Incumbent governments know how important it is to face an election at a time when the economy is doing well. And so one cannot be surprised that an election programme would promise economic growth, full employment and low inflation. For the record these economic targets which also include price stability, equitable distribution and balance of payments equilibrium have been on the electoral platform in many countries since the early 40s.
So it is no surprise that so called electoral proposals, promises or measures regarding the economic growth and employment would find a prominent place in the electoral programme of the two leading political parties. Which then begs the questions which of the two is the more credible?
The issue of credibility may be addressed with the credentials of the owner of the programme in mind. In which case one seeks to judge its past record or its team make-up and thus the past record of each individual team member. Credibility may also be addressed through the studies or presentations attached to the promises or proposals themselves.
The 2013 general election has seen for the first time the valuation or costing of the major quantifiable measures suggested by the two leading political parties. It originated with the PL’s energy proposal which promised significant cuts in the electricity and water tariffs. Sceptics of this proposal at the time wanted to know where a future PL government would find the money to pay for this presumable subsidy. The response was that any announced proposal would be costed so that information would be given as to how much it would cost, when it will be introduced and how the proposal can be achieved. This was done with regards to the PL energy plan and the successive measures announced subsequently on a daily basis.

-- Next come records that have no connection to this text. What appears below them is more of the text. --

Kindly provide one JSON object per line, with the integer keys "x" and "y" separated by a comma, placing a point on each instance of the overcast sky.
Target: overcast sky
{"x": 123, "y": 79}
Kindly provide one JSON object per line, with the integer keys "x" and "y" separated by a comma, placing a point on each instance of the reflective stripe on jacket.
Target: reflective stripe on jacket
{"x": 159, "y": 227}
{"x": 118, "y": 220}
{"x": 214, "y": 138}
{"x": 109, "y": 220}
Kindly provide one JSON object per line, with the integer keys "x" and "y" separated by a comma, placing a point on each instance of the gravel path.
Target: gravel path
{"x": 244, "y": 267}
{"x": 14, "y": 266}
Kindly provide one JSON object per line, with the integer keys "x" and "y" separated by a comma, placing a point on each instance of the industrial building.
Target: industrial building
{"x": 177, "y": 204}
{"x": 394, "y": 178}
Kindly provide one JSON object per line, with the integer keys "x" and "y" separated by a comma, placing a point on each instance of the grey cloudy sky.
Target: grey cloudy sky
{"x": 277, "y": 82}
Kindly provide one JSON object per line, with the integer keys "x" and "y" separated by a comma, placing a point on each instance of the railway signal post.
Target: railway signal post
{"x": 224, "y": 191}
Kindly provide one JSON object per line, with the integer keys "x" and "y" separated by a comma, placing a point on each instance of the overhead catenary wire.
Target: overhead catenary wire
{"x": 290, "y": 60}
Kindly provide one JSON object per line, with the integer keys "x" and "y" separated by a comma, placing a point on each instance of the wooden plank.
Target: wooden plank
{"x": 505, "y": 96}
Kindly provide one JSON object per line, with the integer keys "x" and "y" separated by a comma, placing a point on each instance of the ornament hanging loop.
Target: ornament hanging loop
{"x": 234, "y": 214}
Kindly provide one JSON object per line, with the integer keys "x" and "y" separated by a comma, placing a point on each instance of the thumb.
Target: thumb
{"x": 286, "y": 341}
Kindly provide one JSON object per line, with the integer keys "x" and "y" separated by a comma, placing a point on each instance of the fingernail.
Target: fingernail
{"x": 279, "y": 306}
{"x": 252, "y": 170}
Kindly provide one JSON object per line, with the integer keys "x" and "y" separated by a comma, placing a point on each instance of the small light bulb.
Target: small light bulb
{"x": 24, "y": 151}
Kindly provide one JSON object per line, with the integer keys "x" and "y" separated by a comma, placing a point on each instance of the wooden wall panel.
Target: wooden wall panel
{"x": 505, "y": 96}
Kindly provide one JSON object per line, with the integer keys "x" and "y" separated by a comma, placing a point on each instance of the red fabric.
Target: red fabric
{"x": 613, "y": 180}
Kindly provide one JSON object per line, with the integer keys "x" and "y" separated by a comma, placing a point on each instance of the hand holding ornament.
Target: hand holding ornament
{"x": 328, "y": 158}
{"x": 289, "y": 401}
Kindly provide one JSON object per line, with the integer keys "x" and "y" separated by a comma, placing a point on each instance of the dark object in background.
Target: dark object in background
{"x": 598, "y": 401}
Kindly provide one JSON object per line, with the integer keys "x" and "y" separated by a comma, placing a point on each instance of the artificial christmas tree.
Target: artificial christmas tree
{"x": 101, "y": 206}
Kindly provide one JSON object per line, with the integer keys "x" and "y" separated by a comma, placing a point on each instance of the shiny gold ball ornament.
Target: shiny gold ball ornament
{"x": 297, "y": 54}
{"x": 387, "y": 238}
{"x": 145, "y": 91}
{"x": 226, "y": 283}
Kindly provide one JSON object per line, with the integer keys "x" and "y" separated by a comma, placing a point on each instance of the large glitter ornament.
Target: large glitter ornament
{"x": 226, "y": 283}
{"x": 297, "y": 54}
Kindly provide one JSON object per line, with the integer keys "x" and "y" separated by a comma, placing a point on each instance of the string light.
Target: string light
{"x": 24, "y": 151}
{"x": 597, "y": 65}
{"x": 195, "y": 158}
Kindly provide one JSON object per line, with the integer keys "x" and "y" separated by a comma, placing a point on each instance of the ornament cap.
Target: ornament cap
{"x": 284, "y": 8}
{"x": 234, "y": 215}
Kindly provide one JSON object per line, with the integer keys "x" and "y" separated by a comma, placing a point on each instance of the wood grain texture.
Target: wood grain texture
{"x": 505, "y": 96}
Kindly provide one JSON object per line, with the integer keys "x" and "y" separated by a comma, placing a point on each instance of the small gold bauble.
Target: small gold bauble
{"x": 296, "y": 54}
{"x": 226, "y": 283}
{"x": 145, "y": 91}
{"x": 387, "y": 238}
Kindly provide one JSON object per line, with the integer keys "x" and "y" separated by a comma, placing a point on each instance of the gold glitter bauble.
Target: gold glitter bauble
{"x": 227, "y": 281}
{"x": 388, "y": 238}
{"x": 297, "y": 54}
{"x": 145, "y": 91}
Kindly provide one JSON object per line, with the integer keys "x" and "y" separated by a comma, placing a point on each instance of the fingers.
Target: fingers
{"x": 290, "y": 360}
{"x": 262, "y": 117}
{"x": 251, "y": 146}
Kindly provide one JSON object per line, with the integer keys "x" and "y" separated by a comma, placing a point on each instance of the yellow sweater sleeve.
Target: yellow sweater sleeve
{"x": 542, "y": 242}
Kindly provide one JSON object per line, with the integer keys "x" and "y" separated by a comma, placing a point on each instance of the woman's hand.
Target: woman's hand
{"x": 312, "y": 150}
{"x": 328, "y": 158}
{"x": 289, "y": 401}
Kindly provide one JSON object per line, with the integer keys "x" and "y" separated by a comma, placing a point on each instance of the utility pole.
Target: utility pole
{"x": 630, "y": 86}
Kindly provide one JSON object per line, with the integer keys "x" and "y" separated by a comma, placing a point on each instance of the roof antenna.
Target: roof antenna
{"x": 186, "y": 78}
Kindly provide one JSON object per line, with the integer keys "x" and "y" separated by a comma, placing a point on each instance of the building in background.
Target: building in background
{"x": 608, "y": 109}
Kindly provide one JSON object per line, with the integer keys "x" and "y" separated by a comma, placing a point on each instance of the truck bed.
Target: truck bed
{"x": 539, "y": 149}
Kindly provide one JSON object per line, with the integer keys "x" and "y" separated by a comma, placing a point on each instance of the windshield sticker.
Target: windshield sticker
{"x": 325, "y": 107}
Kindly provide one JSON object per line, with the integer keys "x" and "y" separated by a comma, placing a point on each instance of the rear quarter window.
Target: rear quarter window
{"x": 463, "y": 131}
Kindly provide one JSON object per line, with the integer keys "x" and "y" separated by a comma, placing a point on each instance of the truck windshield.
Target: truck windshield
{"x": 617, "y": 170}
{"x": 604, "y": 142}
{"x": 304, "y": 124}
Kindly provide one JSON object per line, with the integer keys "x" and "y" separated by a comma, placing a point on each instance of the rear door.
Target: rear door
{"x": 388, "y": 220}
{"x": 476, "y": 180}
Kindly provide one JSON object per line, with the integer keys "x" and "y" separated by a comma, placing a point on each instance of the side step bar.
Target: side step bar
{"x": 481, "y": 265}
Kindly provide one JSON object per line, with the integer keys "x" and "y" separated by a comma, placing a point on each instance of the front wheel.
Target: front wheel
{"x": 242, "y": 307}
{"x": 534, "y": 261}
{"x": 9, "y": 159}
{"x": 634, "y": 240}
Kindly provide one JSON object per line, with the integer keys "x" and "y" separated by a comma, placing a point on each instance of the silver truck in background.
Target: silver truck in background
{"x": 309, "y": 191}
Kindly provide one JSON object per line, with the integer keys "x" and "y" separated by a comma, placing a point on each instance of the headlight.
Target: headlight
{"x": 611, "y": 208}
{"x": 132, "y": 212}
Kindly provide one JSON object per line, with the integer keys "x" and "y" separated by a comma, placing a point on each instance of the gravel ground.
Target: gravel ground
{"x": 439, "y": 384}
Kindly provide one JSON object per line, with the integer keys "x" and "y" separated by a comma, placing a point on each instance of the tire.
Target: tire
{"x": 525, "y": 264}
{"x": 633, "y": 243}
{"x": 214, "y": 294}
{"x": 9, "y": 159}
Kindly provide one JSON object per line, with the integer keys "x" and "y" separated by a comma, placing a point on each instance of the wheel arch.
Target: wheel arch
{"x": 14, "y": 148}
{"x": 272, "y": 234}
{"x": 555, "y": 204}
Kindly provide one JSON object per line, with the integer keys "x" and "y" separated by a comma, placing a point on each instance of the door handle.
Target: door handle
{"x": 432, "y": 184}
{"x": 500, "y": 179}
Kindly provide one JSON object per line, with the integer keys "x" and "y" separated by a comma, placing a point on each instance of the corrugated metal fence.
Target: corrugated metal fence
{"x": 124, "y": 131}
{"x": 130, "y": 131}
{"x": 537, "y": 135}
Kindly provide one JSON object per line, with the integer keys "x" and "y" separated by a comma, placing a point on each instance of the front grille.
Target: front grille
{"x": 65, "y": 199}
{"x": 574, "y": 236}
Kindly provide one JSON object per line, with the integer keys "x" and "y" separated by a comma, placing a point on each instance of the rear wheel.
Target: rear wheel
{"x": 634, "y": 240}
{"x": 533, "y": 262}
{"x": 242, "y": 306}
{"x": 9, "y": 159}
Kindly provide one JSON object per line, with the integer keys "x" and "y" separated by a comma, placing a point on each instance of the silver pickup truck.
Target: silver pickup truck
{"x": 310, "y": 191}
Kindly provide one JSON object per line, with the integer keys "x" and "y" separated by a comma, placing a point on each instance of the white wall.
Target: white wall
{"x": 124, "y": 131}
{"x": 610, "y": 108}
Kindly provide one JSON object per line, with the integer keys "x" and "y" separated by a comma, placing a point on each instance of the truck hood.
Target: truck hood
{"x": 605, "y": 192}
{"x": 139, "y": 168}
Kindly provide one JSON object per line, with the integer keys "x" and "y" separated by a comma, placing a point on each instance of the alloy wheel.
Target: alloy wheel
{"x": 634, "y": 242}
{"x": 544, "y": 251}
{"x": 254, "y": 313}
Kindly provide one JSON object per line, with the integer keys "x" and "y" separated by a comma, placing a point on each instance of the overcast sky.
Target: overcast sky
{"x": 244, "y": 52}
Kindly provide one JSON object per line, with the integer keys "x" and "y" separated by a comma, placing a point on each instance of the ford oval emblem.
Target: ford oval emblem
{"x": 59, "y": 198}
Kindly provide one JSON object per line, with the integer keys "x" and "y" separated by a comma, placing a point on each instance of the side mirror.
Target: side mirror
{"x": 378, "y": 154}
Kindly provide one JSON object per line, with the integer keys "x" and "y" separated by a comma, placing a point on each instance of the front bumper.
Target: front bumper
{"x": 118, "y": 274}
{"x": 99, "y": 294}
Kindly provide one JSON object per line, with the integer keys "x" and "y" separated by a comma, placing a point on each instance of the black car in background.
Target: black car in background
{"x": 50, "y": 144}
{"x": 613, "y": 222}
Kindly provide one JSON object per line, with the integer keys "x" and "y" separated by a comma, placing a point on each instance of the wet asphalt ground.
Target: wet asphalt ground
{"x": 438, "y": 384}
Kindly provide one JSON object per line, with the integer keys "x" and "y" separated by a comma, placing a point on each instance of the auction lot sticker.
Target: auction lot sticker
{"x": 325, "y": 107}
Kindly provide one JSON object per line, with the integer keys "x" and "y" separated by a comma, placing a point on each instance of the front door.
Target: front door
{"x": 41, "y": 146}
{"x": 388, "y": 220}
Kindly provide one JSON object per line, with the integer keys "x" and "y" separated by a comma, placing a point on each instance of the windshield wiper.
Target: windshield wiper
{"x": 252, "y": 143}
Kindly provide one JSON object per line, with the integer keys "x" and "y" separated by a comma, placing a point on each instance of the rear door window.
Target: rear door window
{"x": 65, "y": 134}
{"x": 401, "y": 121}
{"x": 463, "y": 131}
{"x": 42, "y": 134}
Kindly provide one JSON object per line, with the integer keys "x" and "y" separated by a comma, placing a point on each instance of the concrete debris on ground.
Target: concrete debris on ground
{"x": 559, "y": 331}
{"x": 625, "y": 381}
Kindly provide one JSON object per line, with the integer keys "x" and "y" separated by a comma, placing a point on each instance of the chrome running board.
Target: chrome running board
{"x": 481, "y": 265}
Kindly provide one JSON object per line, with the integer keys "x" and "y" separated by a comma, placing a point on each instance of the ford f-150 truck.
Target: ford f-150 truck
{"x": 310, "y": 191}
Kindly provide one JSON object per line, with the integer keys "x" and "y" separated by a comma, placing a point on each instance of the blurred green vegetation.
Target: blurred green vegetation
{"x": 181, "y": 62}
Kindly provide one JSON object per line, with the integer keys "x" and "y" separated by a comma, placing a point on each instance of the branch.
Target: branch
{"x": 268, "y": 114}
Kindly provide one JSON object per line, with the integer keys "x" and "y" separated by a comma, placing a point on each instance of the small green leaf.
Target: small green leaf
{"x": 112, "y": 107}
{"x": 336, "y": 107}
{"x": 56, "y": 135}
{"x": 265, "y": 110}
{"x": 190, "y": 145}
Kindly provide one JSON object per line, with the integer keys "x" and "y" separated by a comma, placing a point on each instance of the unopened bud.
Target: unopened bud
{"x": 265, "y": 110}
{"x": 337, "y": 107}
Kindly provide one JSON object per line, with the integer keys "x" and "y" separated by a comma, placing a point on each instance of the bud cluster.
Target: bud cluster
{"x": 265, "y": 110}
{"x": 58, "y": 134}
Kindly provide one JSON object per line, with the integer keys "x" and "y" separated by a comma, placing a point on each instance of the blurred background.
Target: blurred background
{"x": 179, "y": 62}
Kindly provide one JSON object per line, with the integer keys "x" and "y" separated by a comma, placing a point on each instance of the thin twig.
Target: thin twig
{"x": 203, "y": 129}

The PN programme came out at one go with the measures listed and costed. The response from the public to the two parties’ proposals was more of an alarm that such promises looked so expensive that they either could not be kept, or else would bankrupt the country.
The PN gave a presentation showing that in spite of an additional recurrent expenditure of €120 million each year the budget would not be affected since it is assumed that most of those moneys would come out of savings and efficiency made on tax collection and government expenditure. Furthermore assuming a significantly higher rate of economic growth it was shown that in spite of these big changes the deficit would still turn into a surplus in 2016 and the debt ratio would reverse towards the 60% eurozone “holy grail”.
The PL presentation split the problem of economic and financial projections into two. One presentation shows the results of an econometric model exercise based on the growth and employment proposals. This shows the economic effect of a supply shock to the economy where it is expected to expand its real growth potential up to the 3.6% mark. In a separate financial exercise projections of the additional estimated annual €80 million expenditure are examined as to their impact on Malta’s public finances. This is done on the basis of a purposely chosen lacklustre economic growth scenario as projected by the European Commission and the International Monetary Fund. The projections shows that while the surplus and debt targets will not be reached in the next five years, the more modest PL additional expenditure figures would at least see the lowest deficit ever by 2017.
Come April Malta would be faced by a more official set of projections due to the submission and approval of this year’s Budget in Parliament.